Macro-Algae in the Micro Community: Utilising Scotland’s natural resources to generate sustainable economies. To reverse the decline in the Scottish Seaweed Industry, this project proposes a new output: ethanol biorefineries in differing scales of communities.

1185. Mark Buehrer, 2020 Engineering Inc.
Eco Laboratory: Phase II Algae Microfarm Center, Seattle.

The Algae Microfarm Center is the heart of the community. A living building with algaculture, hydroponics, aquaculture, aeroponics, aquaponics and farming. Includes rooftop garden, algae bioreactors, farmers market, community gardens, orchards and greenhouses.

1186. Thomas Kosbau.
Hydral Housing units with modular hydrogen producing panels.

Modular panels of hydrogen producing algae can be placed like photo-voltaics. This second skin of algae panels constructs a quilted mosaic of color. Housing units create fresh water and reduce carbon emissions, without requiring occupants to change energy-consuming habits.

1187. Algae Connects, Norbert Hoeller and team.
Stimulating a Future of Growth for Recovering Communities, Haiti.

Algae Connects is a systems solution for clean water and food production in communities affected by disasters. One component is the algae connector, a device that uses algae to absorb water pollutants, filters algae from the water and transports the cleaned water.

1188. Isla Marshall.
Algae Biofueled Thames Pilotage Station, Millwall Dock, London.

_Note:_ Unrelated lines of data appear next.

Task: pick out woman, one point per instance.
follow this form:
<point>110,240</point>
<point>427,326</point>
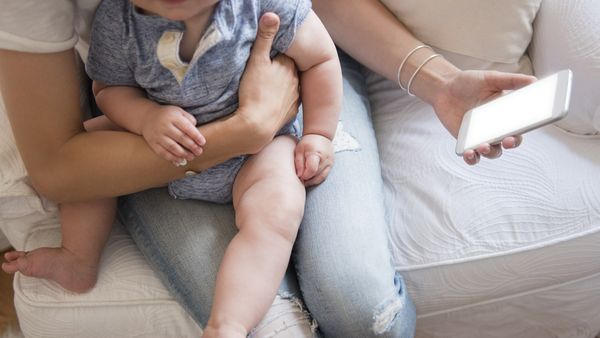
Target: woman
<point>36,60</point>
<point>347,282</point>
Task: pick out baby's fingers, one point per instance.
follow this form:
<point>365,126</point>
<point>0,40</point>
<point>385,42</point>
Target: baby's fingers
<point>319,178</point>
<point>176,150</point>
<point>299,162</point>
<point>166,154</point>
<point>189,129</point>
<point>184,140</point>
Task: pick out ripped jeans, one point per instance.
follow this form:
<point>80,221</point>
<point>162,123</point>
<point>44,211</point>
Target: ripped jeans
<point>341,266</point>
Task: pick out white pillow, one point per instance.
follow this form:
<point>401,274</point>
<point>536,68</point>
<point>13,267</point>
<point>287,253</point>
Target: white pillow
<point>567,35</point>
<point>21,208</point>
<point>494,32</point>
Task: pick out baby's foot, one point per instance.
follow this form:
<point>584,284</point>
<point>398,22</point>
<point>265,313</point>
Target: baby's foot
<point>223,331</point>
<point>57,264</point>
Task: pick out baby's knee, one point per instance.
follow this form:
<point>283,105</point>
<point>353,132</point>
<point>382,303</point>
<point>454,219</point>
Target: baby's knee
<point>283,218</point>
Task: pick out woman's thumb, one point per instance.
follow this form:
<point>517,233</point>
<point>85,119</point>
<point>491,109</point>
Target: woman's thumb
<point>268,26</point>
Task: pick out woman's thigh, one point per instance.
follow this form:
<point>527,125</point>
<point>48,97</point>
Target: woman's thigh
<point>184,242</point>
<point>342,255</point>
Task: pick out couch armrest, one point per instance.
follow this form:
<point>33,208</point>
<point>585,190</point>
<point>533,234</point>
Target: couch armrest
<point>567,35</point>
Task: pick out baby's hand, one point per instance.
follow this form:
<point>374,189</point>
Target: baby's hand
<point>171,132</point>
<point>313,159</point>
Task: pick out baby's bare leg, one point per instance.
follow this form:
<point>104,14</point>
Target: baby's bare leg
<point>85,228</point>
<point>269,203</point>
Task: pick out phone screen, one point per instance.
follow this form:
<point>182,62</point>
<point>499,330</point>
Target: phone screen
<point>512,112</point>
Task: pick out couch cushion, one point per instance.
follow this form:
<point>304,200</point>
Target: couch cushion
<point>496,31</point>
<point>568,37</point>
<point>465,236</point>
<point>128,300</point>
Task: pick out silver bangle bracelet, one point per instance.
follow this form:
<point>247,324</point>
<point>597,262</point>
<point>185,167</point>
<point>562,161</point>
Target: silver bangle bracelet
<point>404,61</point>
<point>431,57</point>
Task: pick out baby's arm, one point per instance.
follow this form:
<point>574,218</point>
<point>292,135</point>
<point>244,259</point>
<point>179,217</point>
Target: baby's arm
<point>321,90</point>
<point>169,130</point>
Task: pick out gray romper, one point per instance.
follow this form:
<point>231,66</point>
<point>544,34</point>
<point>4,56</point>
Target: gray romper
<point>132,49</point>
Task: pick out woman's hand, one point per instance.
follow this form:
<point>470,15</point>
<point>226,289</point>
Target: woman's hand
<point>468,89</point>
<point>269,93</point>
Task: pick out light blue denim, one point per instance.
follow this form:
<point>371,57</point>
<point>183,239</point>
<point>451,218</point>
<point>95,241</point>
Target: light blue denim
<point>341,257</point>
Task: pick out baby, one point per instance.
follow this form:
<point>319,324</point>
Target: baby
<point>160,67</point>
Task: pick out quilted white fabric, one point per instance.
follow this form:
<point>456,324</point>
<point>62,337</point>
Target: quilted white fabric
<point>128,301</point>
<point>505,249</point>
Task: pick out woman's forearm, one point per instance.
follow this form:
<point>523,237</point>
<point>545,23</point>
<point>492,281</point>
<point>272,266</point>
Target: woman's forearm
<point>41,95</point>
<point>367,31</point>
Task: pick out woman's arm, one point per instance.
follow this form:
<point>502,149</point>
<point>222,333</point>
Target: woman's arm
<point>41,95</point>
<point>374,36</point>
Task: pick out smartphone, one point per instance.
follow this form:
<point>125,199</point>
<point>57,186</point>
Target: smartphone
<point>519,111</point>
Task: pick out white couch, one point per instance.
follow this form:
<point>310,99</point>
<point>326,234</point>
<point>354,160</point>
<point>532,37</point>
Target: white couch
<point>534,272</point>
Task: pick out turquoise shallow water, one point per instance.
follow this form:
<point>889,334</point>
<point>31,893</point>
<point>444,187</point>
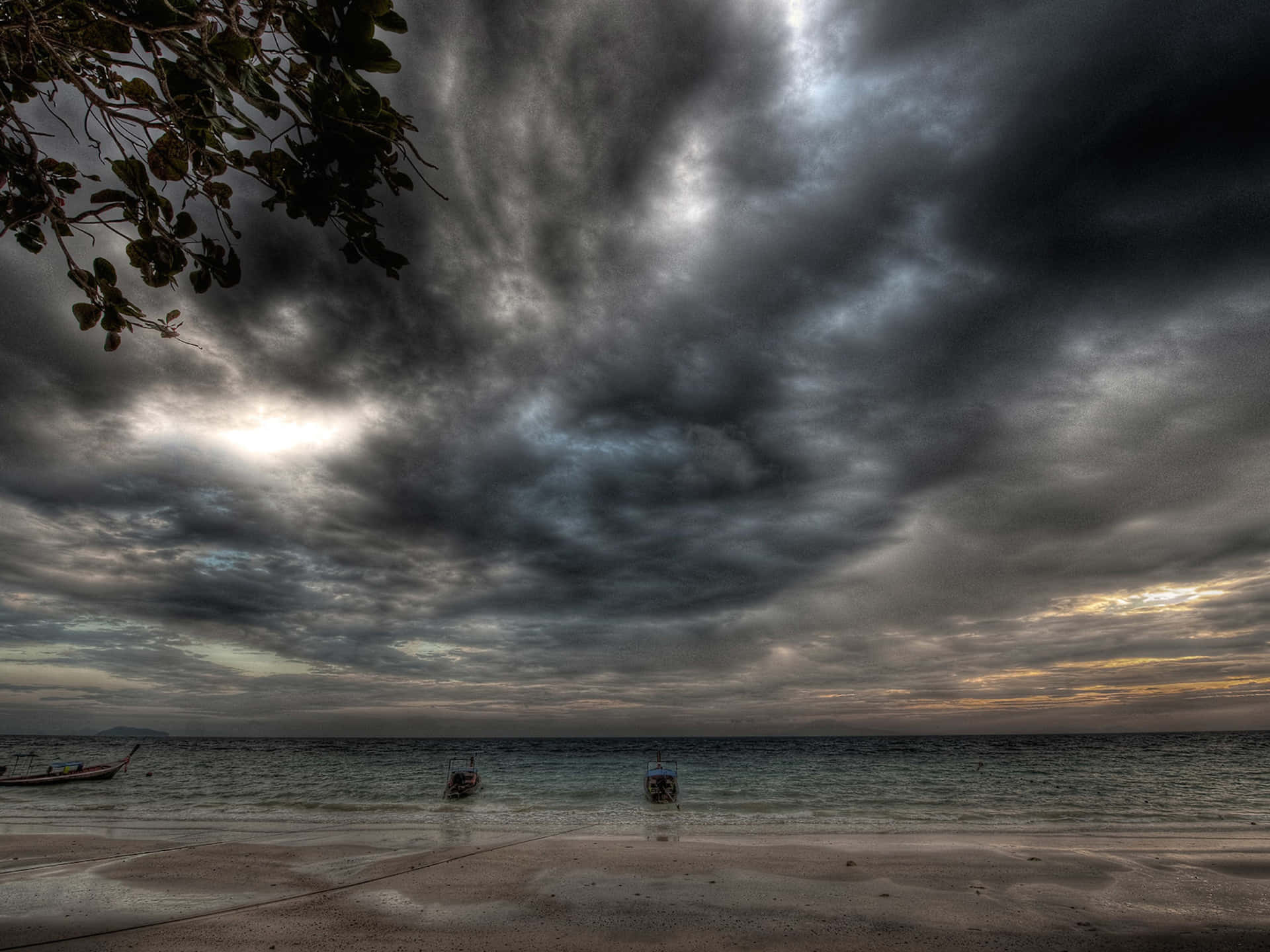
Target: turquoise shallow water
<point>867,785</point>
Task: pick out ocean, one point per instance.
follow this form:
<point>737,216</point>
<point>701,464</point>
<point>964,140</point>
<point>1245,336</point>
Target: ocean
<point>728,785</point>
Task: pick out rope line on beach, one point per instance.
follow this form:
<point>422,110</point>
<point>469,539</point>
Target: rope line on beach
<point>286,899</point>
<point>165,850</point>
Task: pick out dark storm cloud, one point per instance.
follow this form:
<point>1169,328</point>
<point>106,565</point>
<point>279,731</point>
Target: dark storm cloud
<point>833,367</point>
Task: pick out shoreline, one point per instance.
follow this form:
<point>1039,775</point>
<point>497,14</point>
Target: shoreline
<point>367,887</point>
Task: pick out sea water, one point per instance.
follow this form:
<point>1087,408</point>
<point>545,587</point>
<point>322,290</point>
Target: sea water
<point>728,785</point>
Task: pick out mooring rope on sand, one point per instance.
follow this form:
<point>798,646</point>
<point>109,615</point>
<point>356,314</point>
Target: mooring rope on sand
<point>244,906</point>
<point>171,850</point>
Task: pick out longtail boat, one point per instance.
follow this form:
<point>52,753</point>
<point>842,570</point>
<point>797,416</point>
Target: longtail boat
<point>60,772</point>
<point>662,781</point>
<point>462,781</point>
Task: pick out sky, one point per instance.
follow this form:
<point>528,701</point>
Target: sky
<point>878,367</point>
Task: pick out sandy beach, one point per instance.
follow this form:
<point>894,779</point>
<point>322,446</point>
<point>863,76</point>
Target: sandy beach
<point>408,889</point>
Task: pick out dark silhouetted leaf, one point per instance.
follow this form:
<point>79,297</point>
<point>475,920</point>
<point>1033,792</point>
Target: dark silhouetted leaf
<point>105,270</point>
<point>169,158</point>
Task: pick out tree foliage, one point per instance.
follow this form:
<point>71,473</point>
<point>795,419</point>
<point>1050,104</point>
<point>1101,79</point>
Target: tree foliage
<point>167,92</point>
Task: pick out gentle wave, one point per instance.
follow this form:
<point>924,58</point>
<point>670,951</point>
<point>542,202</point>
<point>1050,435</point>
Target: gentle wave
<point>833,783</point>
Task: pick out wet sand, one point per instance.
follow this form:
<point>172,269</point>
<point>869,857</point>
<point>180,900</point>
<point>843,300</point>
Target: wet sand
<point>392,889</point>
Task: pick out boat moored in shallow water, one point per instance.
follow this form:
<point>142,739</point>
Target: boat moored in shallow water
<point>60,772</point>
<point>461,781</point>
<point>662,781</point>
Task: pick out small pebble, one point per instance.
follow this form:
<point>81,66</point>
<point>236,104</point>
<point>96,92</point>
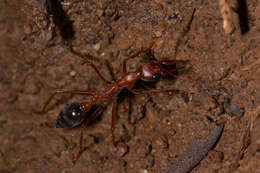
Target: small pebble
<point>231,109</point>
<point>158,33</point>
<point>27,29</point>
<point>87,9</point>
<point>185,97</point>
<point>122,150</point>
<point>159,44</point>
<point>73,73</point>
<point>173,16</point>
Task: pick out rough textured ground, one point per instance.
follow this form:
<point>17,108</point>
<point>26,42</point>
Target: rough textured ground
<point>221,81</point>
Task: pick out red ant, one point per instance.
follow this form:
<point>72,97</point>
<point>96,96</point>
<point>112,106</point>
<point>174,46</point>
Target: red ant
<point>74,113</point>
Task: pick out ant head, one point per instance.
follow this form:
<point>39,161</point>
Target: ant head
<point>150,71</point>
<point>70,116</point>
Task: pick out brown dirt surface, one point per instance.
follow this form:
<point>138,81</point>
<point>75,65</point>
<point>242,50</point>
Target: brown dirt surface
<point>221,81</point>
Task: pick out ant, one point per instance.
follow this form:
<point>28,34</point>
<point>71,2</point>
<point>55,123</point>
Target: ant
<point>75,113</point>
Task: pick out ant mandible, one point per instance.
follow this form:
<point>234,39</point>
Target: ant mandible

This algae bio-fueled Thames River pilotage station can handle 12 launch boats along its floating jetty with marine algae biofuel stations. Floating boat-like architecture with bioreactor panel wall, algae cuisine dining area, courtyard, garden, pool and accommodations.

1189. Ivan Chang.
Varsity Think Tank in Oxbridge, England.

A proposal comprised of a new rail link within the disjointed Varsity Line with a research platform based on experimental water-based infrastructure. The research program is based on the extended hydrocycle of the algae photo-bioreactor and other water-based technologies.

1190. Video. Influx_Studio, Mario Caceres, Christian Canonico.
Green Loop: Marina City Global Algae Retrofitting, Chicago.

Algae proposal for one of the most innovative buildings in the Loop of Chicago: Marina City Towers. Aligned with the Chicago Climate Action Plan (2008), goal is to showcase algae with green technologies and clean polluted air, reuse waste water, produce energy and food onsite.

1191. Karolina Malecha.
Green Vision for Eco-Communities: Self-Efficient Algae Lamp Post.

This multifunctional lamp post would deliver lighting at night, filter water at the local level, feed from natural sources (rivers) or gray water, provide biofuel, reduce carbon dioxide and produce oxygen. Its shape could be designed reflecting different cultures and communities.

2119. UPI-2M: A. Plestina, I. Zmisa, S, Marenic, M. Nikic, M. Gornik.
BioOctonic Utility Tower, Zagreb, Croatia.

Designed for any city, these vertical farming towers are designed for production of bio-fuel and city air recuperation, and placed on existing petrol stations. First façade layer of the tower comes is glass outer skin layer which is a tubular system for the growth of algae.